My previous visits here were always in the winter and all was dry and yellow; now everything is green, lush, and much easier on the eye.
The place I’m staying at for 5 nights is called Casta Diva, a rich man’s home from days of yore that’s been converted into a boutique hotel with around 20 units and an excellent restaurant. (Yet, you won’t believe how inexpensive it is.)
My unit sits just across the garden from the restaurant. I return to it in the late afternoon after working in nearby Rosslyn, pick up a bottle of excellent South African Chardonnay from the room’s refrigerator where I had earlier placed it to chill and head to a friendly little portico that lies just outside my unit, overlooking the hotel’s garden.
I work on my e-mails as I sip the fruity wine from the Cape Province and all is well.

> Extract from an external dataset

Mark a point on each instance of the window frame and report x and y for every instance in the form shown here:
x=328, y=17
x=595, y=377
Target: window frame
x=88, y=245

Couldn’t be better, in fact. Invisible exotic birds call in the foliage, a mild breeze blows and the overall effect is wonderful. The combination of chilled wine, rich scents from the flowered bushes, and faint avian sounds makes for instant relaxation and a sense of fully deserved luxury.
But suddenly, across the garden, a well-known noise intrudes on my bliss. A guy is talking loudly into his cellphone. The individual in question is ostensibly a German businessman who hasn’t yet learned that technology allows you to just speak into the phone to be heard on the other side. Surely he doesn’t think that it’s the yelling to carry his voice all the way to Dusseldorf or wherever der Teufel he comes from.

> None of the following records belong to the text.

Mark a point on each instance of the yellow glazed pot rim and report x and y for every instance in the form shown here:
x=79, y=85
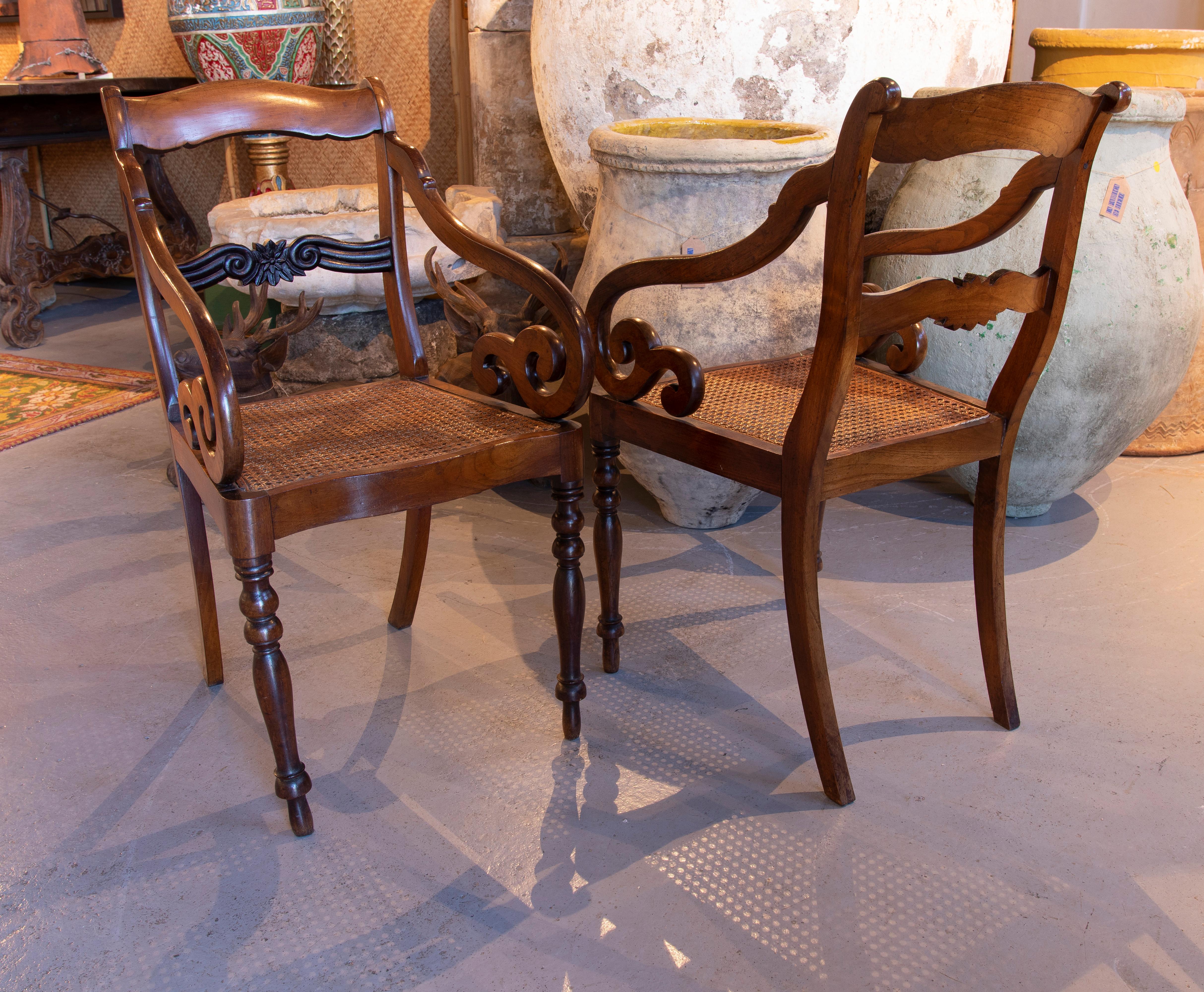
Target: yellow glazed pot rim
x=710, y=146
x=1118, y=39
x=717, y=129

He yammers on and on about business matters with the tone of someone who is used to having people listen to him and hardly in a position to tell him: get to the point already and give your mouth a rest.
I try to shut him out of my consciousness as I deal with my correspondence (and the Chardonnay) and soon it’s time to get back to my room and change for dinner in town.

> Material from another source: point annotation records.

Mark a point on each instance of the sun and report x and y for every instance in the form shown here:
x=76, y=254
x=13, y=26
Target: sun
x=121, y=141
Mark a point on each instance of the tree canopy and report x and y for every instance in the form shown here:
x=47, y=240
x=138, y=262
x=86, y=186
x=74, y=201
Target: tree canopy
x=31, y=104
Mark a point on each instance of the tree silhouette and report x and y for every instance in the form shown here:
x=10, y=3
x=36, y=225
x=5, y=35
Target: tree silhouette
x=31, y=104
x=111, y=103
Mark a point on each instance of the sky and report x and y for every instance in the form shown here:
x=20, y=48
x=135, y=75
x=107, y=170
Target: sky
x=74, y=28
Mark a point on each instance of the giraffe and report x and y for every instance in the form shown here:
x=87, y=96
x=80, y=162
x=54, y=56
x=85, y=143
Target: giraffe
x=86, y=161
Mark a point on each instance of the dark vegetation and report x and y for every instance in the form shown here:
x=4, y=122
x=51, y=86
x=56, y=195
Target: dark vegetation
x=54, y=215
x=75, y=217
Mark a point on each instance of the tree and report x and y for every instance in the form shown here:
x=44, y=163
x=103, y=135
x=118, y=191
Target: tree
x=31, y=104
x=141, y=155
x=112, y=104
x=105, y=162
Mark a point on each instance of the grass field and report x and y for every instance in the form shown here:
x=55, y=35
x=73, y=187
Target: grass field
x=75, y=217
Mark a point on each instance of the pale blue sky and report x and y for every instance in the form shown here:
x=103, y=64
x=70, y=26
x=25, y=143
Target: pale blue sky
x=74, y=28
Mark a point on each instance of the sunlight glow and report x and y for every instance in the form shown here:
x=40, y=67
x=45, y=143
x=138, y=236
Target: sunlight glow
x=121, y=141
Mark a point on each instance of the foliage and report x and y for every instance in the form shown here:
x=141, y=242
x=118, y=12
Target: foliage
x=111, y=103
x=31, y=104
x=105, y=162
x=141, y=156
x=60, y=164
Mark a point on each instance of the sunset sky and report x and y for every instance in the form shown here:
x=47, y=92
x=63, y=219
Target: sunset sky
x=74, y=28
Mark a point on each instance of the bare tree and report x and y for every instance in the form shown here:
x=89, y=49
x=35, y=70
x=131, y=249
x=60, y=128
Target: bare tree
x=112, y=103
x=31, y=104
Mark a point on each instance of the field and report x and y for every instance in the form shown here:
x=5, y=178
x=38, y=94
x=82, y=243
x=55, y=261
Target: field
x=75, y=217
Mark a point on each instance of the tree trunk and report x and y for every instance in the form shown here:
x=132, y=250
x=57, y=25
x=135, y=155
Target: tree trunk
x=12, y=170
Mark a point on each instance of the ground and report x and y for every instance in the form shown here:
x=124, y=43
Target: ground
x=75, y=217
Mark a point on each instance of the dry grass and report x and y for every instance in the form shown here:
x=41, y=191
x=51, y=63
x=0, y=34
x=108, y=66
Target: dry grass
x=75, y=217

The next day, I have a free evening with no outside engagements. After my e-mail routine (and, to be sure, a glass of Swartland Winery’s rich Merlot for a change), I make my way across the garden to the restaurant. Aside from its main room, the restaurant offers the opportunity to dine “al fresco” on a small veranda covered by a canvas roof.
I sit there and order my dinner as the sky slowly darkens and the night sets in. The lighting is subdued and the stillness complete, except for the occasional trill and hoot of tropical birds. This silence is heady after a day of non-stop talking and there’s a promise of rain in the moist evening air.
Then, as the darkness is almost complete, a familiar clamor shatters the idyll. Yes, it’s him, Herr Loudmouth on his damn cellphone again. He’s in another veranda, maybe 10 meters and a few planters away, smart enough to choose such a delightful dinner setting but dumm enough to ruin it with his incessant blaring.
I try to concentrate on my food and the excellent red huiswyn they serve here, but to no avail. He’s really getting on my nerves (and I suppose those of some poor wretch on the other end of his call).
Now a waiter brings him his food. That’ll shut him up, I think.
No such luck. He drones on through dinner having put his phone on speaker. Great. Now I can hear the other guy, too.
I’m just about to walk over and ask him to shut the hell up, when a sudden occurrence stops me from starting a potentially ugly scene.
The rain hurtles down like a sudden, thundering drumroll on the canvas awning above me and loudly slaps the foliage all around my veranda. The downpour is as abrupt as it is fierce. A liquid onslaught drowns every other sound and is soon joined by the rush of rainwater through the drainpipes that run from the eaves. In this natural cacophony, I’m as content as I was in total silence 15 minutes ago.
This sudden, torrential cloudburst is even more relaxing than the earlier stillness and—more importantly—it has totally superseded the obnoxious yapper, the irritating fly in the ointment.
I lift the wineglass to my lips as I think how incredibly close I am to an urban area of over 3 million people, yet so far away from its hustle and bustle—and its cellphone-toting idiots.